La prevalencia de dispepsia funcional es difícil de determinar. Una revisión sistemática, con


solo dos estudios que proporcionan información suficiente, estima la prevalencia de dispepsia
funcional entre un 11% y un 14%. Diversas revisiones no sistemáticas sobre la dispepsia, sitúan
a la dispepsia funcional como la causa más común (60%).

Edad
La prevalencia de dispepsia reciente (la que ocurre en los 3-6 meses anteriores a la consulta)
va disminuyendo con la edad. Sin embargo, el número de dispépticos que acuden a la consulta
aumenta con ésta.

Dieta y hábito alimentario

Parece ser que determinadas dietas pobres en fibra y ricas en féculas y especias, acompañadas
de una mala masticación, ingesta apresurada y con desorden en los horarios, influyen en la
aparición de los síntomas de la dispepsia.

Personalidad psiquiátrica

Las personas hipocondríacas y las personalidades con una visión y reacción muy negativas
frente a los problemas cotidianos están más predispuestas a presentar dispepsia.

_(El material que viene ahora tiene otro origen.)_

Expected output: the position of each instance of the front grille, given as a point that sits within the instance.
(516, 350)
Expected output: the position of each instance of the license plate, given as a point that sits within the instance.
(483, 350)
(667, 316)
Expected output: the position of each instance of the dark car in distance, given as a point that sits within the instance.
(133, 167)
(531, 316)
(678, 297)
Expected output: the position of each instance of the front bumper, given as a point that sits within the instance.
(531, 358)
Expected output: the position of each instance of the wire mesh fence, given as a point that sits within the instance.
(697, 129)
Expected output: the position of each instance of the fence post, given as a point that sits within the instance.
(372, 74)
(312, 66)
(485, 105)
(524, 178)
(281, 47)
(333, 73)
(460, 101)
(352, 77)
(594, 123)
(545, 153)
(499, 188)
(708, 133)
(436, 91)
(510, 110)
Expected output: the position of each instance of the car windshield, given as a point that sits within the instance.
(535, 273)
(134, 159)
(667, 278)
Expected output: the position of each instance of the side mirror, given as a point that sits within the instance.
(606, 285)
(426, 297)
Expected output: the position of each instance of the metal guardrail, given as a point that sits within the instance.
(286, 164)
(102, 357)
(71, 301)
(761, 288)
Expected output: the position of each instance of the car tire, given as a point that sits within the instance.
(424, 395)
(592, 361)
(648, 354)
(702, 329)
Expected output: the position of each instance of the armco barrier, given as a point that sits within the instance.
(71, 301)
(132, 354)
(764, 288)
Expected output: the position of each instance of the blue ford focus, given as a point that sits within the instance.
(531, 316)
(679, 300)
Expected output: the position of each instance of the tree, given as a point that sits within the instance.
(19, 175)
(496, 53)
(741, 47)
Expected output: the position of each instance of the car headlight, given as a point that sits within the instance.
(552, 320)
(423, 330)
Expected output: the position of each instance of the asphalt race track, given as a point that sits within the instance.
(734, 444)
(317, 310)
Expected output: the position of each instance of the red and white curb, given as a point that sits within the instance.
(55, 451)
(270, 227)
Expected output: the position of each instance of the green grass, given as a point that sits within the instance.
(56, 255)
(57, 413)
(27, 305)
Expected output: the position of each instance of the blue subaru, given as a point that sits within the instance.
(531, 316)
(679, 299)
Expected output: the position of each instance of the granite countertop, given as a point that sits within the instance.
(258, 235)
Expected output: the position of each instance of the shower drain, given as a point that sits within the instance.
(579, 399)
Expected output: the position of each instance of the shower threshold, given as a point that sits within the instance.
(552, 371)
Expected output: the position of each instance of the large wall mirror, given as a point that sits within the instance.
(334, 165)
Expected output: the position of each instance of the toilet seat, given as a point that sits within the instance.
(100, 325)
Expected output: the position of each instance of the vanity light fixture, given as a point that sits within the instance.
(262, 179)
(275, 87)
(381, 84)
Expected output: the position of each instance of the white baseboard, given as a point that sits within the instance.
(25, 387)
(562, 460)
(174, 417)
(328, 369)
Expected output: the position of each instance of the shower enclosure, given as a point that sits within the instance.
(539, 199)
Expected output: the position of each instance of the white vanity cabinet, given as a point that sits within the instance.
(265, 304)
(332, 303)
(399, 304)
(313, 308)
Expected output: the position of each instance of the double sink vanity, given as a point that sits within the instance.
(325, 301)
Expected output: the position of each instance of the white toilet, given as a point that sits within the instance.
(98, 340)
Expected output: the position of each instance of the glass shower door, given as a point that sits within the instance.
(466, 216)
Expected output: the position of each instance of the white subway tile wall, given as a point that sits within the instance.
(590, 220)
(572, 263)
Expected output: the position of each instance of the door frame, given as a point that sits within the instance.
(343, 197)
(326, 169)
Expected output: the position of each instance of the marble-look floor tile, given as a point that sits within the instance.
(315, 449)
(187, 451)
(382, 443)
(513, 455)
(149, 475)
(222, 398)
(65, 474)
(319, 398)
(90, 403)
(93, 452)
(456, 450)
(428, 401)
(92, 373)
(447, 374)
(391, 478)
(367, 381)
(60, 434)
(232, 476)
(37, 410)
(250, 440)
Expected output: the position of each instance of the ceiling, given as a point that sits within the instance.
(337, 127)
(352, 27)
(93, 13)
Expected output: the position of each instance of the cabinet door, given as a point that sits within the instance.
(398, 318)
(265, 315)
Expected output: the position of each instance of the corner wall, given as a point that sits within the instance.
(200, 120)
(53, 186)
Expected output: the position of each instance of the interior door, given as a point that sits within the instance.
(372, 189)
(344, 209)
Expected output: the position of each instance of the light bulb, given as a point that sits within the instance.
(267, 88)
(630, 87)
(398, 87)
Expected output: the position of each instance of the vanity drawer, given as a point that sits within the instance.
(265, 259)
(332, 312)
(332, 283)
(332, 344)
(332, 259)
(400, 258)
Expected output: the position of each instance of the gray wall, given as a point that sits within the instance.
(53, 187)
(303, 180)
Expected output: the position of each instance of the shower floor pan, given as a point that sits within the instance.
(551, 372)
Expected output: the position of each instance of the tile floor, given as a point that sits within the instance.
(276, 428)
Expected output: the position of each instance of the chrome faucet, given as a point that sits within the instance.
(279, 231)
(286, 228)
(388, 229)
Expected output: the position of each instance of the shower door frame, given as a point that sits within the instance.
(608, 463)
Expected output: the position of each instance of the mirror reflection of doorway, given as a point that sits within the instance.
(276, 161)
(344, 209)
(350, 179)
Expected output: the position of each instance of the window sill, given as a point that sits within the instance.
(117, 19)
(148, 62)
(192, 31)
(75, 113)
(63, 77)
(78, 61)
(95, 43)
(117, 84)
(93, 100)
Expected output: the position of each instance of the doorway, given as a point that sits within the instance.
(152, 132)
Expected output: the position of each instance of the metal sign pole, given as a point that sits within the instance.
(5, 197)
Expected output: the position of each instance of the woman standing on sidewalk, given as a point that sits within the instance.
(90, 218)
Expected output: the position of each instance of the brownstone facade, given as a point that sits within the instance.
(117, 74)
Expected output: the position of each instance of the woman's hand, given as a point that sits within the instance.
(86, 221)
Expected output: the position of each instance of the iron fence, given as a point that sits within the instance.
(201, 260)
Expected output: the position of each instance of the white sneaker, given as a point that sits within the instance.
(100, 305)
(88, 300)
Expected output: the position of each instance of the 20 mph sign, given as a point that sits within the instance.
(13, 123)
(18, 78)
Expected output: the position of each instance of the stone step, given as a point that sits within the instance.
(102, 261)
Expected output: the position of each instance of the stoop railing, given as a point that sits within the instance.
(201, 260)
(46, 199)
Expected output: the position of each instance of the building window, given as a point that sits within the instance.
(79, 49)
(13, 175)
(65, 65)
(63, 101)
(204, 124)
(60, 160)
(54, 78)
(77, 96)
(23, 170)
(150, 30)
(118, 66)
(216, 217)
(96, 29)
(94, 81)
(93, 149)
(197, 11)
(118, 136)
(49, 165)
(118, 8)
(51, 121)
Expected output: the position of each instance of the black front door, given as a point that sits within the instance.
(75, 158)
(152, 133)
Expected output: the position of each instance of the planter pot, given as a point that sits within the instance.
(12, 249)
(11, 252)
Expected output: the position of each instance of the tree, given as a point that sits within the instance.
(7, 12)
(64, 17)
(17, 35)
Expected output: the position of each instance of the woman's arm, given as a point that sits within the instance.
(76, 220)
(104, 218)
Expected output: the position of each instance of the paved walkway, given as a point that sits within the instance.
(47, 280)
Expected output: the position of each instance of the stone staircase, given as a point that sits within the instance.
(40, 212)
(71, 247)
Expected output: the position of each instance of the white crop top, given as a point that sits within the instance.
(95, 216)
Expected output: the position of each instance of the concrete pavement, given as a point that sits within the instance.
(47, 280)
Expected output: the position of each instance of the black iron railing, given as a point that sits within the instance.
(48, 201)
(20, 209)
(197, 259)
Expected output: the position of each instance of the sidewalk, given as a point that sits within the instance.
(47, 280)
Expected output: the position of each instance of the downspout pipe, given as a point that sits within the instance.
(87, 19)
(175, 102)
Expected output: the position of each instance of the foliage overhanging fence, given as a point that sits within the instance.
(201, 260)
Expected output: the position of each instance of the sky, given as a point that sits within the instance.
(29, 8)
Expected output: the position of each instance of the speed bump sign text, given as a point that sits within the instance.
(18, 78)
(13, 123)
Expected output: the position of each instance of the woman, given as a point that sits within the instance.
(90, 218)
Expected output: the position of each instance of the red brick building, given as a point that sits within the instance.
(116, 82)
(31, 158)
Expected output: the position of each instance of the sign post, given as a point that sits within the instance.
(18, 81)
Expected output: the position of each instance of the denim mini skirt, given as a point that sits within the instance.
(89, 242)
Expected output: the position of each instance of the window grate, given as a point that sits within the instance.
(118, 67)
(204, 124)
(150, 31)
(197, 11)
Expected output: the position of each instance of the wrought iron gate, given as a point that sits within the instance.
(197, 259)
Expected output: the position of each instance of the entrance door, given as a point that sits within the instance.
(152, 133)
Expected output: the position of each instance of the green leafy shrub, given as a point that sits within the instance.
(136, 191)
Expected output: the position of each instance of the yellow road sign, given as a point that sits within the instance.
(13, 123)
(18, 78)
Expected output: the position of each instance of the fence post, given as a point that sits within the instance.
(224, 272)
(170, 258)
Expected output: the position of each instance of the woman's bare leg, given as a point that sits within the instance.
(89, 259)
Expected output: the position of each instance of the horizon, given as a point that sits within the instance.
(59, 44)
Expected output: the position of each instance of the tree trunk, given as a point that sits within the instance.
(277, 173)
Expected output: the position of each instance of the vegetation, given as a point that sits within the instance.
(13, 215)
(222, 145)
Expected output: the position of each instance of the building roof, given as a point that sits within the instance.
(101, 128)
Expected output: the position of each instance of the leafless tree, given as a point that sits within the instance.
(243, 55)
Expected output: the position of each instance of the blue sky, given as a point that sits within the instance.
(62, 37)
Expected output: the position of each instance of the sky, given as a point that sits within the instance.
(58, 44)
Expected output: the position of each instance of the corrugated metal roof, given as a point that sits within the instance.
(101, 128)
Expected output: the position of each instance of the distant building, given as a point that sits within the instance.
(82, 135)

Estrés, respuesta afectiva

Como otros sistemas orgánicos, o posiblemente más, el tubo digestivo se ve afectado por las
variaciones del estado psíquico. La ansiedad, el miedo, el resentimiento, la hostilidad, la
agresividad, la depresión o la desesperanza, muchas veces producidos por problemas
familiares, económicos o sociales, pueden causar diversas alteraciones motoras, del flujo
sanguíneo o secretoras en el aparato digestivo que se acompañan de diferentes
manifestaciones dispépticas.

Agentes tóxicos

El tabaquismo, el alcohol y el consumo de ciertos medicamentos, particularmente los AINE


(antiinflamatorios no esteroides), se han implicado en la aparición de síntomas dispépticos, si
bien no se ha demostrado fehacientemente que sean factores predisponentes de dispepsia.